Fair or not, many taco places that pile on the ingredients get slapped with the label of ‘gringo tacos.’ I would imagine more than a few people would call the tacos from this taqueria ‘gringo tacos,’ or (GASP!) ‘hipster tacos.’ Label them however you want, but that doesn’t mean you saddle up your high horse and run away from these tacos sight unseen.

And you have to like the attitude here. They have a sign that reads, “sex sells, unfortunately we sell tacos.” I see it as a slight shot across the bow at locals Torchy’s Tacos. And, like Torchy’s, this place also layers ingredients and masking sauces to excess at times.

It doesn’t always work, as with a cloyingly sweet and mild diablo shrimp taco (top middle) topped with jalapeno jack cheese, cilantro and cream tomatillo ($2.99). And a dried out crispy duck taco (top right) buried beneath viscous, salty hoisin sauce ($3.75) and cucumbers needed more fat and more restraint.

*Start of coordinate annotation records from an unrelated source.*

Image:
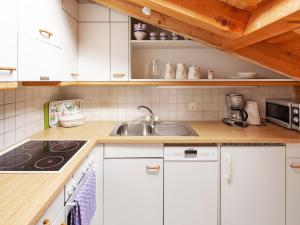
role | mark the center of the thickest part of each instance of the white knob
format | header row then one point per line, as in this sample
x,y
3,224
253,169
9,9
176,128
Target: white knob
x,y
296,119
69,190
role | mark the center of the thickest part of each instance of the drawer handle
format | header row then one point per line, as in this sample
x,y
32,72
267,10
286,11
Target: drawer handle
x,y
44,78
45,33
295,165
119,75
46,222
153,168
11,69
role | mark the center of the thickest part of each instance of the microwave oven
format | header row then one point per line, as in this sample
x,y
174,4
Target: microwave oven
x,y
284,112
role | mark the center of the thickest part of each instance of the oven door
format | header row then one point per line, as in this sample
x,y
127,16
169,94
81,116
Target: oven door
x,y
279,113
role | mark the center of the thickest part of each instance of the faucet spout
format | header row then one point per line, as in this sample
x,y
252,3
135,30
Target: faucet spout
x,y
150,112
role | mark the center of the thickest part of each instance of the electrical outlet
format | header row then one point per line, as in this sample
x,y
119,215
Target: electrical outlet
x,y
192,106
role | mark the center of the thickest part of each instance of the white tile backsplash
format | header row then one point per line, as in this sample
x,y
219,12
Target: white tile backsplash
x,y
21,112
120,103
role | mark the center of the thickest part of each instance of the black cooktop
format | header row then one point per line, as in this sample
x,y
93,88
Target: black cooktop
x,y
39,156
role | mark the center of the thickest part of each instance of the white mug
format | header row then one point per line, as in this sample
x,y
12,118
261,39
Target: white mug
x,y
181,73
194,72
169,71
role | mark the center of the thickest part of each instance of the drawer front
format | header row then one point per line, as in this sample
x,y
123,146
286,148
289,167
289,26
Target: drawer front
x,y
53,210
133,151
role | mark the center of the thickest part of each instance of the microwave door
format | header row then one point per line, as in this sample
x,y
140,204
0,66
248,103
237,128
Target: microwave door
x,y
280,114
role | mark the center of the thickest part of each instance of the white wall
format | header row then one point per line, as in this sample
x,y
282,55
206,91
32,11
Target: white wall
x,y
21,113
120,103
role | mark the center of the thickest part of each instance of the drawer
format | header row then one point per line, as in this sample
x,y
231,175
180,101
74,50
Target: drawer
x,y
53,210
293,150
133,151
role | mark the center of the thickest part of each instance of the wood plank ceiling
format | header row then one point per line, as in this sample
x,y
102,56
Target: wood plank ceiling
x,y
265,32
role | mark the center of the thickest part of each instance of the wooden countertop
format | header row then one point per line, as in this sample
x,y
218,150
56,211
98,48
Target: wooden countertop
x,y
25,197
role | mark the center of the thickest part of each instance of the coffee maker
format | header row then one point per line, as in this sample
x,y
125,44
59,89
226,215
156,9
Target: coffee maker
x,y
237,116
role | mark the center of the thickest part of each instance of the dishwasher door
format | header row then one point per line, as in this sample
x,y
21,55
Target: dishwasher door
x,y
191,186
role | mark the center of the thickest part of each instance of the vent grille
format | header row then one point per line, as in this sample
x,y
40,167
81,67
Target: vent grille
x,y
253,144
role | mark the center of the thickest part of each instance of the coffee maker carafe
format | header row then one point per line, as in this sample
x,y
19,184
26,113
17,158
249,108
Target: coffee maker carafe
x,y
237,116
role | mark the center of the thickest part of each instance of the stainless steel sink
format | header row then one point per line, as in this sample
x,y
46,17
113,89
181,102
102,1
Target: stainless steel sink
x,y
160,129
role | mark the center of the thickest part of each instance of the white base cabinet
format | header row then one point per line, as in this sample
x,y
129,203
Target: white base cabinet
x,y
133,186
8,40
293,184
253,185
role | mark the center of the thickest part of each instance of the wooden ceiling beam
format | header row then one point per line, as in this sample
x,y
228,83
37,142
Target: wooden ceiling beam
x,y
276,59
213,15
164,21
271,19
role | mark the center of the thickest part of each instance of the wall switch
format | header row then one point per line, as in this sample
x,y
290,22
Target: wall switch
x,y
192,106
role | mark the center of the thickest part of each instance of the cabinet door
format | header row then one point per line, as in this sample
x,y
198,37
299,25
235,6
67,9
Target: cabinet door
x,y
116,16
97,156
253,185
119,51
36,21
94,57
72,8
70,48
38,61
8,40
133,194
292,191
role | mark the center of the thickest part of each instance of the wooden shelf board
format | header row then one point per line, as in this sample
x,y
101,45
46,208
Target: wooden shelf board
x,y
8,85
188,83
167,44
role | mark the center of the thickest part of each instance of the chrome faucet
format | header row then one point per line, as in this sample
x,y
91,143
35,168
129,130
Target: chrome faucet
x,y
152,118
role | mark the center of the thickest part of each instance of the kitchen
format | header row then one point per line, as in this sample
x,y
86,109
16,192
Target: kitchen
x,y
166,128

But the creative offerings at this taco stand with a massive and varied menu are sometimes right on point.

Sometimes less is more, as with the simplicity of this crunchy, nicely seasoned crispy beef taco ($1.99, bottom right), and Tyson’s Tacos whimsy is sometimes a welcome thing. Seared pork belly supple with fat served with fried parley, pickled onions and mandarin slices (top left) is a nice balance of salt, sweet, tang, fat and crunch ($3.25), and I love the addition of the colorful and fiery crumble of Takis (think Flaming Hot Cheetos, gringo), jalapenos and sriracha to a ribeye taco cooled by cilantro ($3.50, bottom left).

Find your favorites and get a plate with lard-laden beans and fluffy rice for the very reasonable price of $8.99. For all of the novelty with the inventiveness with the tacos, bagged tortillas (both corn and flour) are a little depressing, but hey, you can earn a free taco just by playing the ukulele provided. And that almost makes up for it.

Tyson’s Tacos. 4905 Airport Blvd. 512-451-3326, tysonstacos.com

Hours: 7 a.m. to 8 p.m. Monday-Saturday; 8 a.m. to 2 p.m. Sunday.